Theodore A. Snyder, Jr., Esq., of Greenville, for Respondents.

*287 September 5, 1975.

NESS, Justice:

These three zoning cases have been consolidated for appeal. The Trial Judge, concurring with the Master in Equity, declared as "unreasonable" the City Council of Greenville's denial of respondents' application for rezoning. The City seeks reversal of the Trial Judge's order. The plaintiffs-respondents are the owners of separate adjoining lots on the south side of Augusta Street, at the intersection of Church, in the City of Greenville. Their lots are all zoned in classification "D" which allows multiple family residential uses. They have asked for a rezoning of their respective lots to classification "D-1" which is a transitional zone classification. The "D-1" zone permits the business uses allowed in the "E" local commercial district. Such commercial uses, however, are hedged by a long array of safeguards that are designed to protect nearby noncommercial properties and to prevent traffic congestion.

The findings of fact of the Master and Trial Judge are fully supported by the record and we affirm them. To summarize their findings the intersection of Augusta and Church Streets is the intersection of two arterial highways, U.S. Highway 25 on Augusta Street and U.S. Highway 29 and Interstate I-185 on Church Street. An average of *288 thirteen vehicles a minute pass the Augusta Road frontage of all three landowners and an additional eleven vehicles a minute pass on the Church Street side of the Rushing property. Traffic flows day and night and vehicle lights constantly sweep the respondents' lots. Vibrations and noise from heavy trucks, motorcycles and other automotive traffic are every present.

The area is heavily developed for commercial uses.
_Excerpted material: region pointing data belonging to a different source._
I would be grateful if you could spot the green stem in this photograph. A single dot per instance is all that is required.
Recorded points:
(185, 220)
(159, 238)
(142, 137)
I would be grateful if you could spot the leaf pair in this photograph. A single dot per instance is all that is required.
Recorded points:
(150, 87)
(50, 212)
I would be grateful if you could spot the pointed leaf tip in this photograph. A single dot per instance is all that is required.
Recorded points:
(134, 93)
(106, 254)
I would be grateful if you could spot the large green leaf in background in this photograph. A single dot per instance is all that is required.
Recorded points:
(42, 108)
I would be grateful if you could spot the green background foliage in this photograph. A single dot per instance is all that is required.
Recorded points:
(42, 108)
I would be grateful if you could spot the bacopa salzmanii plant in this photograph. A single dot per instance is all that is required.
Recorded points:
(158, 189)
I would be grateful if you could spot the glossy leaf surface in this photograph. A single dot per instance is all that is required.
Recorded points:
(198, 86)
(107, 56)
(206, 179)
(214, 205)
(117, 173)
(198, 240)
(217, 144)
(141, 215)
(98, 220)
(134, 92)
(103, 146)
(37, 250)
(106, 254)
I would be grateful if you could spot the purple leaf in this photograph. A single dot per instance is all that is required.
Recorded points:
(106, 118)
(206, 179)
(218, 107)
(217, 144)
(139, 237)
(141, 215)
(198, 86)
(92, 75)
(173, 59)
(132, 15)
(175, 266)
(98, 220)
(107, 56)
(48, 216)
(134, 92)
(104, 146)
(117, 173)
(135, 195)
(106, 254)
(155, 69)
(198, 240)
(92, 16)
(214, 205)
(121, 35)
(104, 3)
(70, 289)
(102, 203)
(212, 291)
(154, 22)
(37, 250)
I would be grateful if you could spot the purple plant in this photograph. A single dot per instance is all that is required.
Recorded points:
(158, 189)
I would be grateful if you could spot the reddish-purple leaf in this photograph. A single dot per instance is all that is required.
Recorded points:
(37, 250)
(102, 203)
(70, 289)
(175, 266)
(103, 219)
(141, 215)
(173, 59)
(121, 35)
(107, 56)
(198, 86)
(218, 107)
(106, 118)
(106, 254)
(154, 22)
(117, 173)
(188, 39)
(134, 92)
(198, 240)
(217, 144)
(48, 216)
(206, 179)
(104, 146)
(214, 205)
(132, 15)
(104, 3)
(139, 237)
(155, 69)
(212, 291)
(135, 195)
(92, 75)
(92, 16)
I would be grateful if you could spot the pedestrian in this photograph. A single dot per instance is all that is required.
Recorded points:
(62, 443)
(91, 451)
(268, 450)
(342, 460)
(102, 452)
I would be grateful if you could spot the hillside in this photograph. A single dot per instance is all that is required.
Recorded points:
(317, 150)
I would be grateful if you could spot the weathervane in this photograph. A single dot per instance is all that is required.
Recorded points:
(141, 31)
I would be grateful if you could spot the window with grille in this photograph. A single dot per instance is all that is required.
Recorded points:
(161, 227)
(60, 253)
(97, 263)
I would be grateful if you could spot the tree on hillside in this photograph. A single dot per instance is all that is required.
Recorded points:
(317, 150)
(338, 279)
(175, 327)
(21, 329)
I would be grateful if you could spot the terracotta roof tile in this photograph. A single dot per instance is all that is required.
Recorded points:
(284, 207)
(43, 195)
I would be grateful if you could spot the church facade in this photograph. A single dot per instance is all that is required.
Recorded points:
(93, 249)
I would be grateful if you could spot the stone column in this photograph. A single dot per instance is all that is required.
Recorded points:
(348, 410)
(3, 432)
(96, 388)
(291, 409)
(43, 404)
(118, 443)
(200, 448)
One corner of the Church-Augusta Streets intersection is now occupied by a Howard Johnson Motel, another corner by a gasoline filling station. Church Street from the intersection into downtown Greenville is lined by office buildings, a motel and shopping center. Augusta Street leading west from the intersection is business into downtown Greenville. Augusta Street in front of the respondents' lots and for an additional block is restricted to residential use, which creates a small island in an area otherwise zoned and used for intensive commercial purposes.

The increased traffic, noise and encroaching commercial development have all been sanctioned by the City by zoning changes. These conditions have effectively destroyed any value of the lots for residential purposes. Moreover, the transitional "D-1" classification includes provisions which can adequately protect the remaining residential lots from further encroachment.

The Court will not overturn the action of the City if the decision is fairly debatable because the City's action is presumed to have been a valid exercise of power and it is not the prerogative of the Court to pass upon the wisdom of the decision. Lurey v. City of Laurens, S.C. 217 S.E. (2d) 226 (1975); Rush v. City of Greenville, 246 S.C. 268, 276, 143 S.E. (2d) 527 (1965). When the petitioner overcomes the presumption that the City's action was valid and establishes the decision is not fairly debatable, but is rather "so unreasonable as to impair or destroy constitutional rights," Id. p 276, 143 S.E. (2d) p. 531, the *289 court's duty is to declare the City's action unconstitutional. "[I]n the final analysis the question of due process is a judicial, not legislative, one." James v. City of Greenville, 227 S.C. 565, 585, 88 S.E. (2d) 671 (1955).

Under the circumstances of the case, the denial of the requested changes was patently unreasonable. The City's exceptions are without merit. We affirm the trial court's finding that the existing "D" zoning is invalid as applied to these lots and that the City's denial of the requested changes was improper.

Affirmed.

MOSS, C.J., and LEWIS and LITTLEJOHN, JJ., and BRAILSFORD, Acting Associate Justice, concur.